Conto I - O carrinho do Felipe
- A... a...qui...ja...jaz...fi...Fel...Fe-li-pe...um...uma...
- Uma criança que deixou a terra para se tornar anjo – completou o avô.
Meu vô acabou de ler pra mim as palavras da placa que mandaram fazer pro meu irmão. O vô sempre me ajudava com as palavras, nunca fui bom com elas.
Eu estava no auge dos meus sete anos e no auge da altura de um menino de sete anos que se esticava para alcançar os olhos, a imagem da criança no caixão. Mas, o que permitia meu tamanho eram dois tufos de algodão bem enfiadinhos no nariz do Felipe.
Pobre Felipe. Caiu da arvore bem de cabeça na calçada. Coitado! Morreu tão perto do Natal que não ganhou o carrinho que eu tinha visto a mãe esconder da gente.
O vô tava bem triste. A mãe nem se fala. Parece até que o tal do meu pai ia voltar de Presente Prudente.
- Presidente Prudente filho – corrigiu o vô me pegando falando sozinho.
O tal do meu pai que eu ia conhecer tava preso, presinho da silva, lá em Presente Prudente e ia ganhar o inchuto de Natal.

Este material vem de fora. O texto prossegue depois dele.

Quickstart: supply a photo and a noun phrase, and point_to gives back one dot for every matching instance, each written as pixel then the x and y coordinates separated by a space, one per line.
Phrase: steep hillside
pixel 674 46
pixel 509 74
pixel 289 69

- Indulto – mais uma vez, corrigiu o vô.
Sabe, eu não queria ver ele . Tenho até medo. Não sei o que o pai fez. Já ouvi dizer que foi assassinato, mas minha vó, a mãe da mãe, falou que foi estionato. Num seio que foi, mas sei que foi coisa ruim.
O Felipe ficou lá, deitado nas florzinhas e eu sentado na cadeira do lado dele pensando o que a mãe fez com o outro carrinho.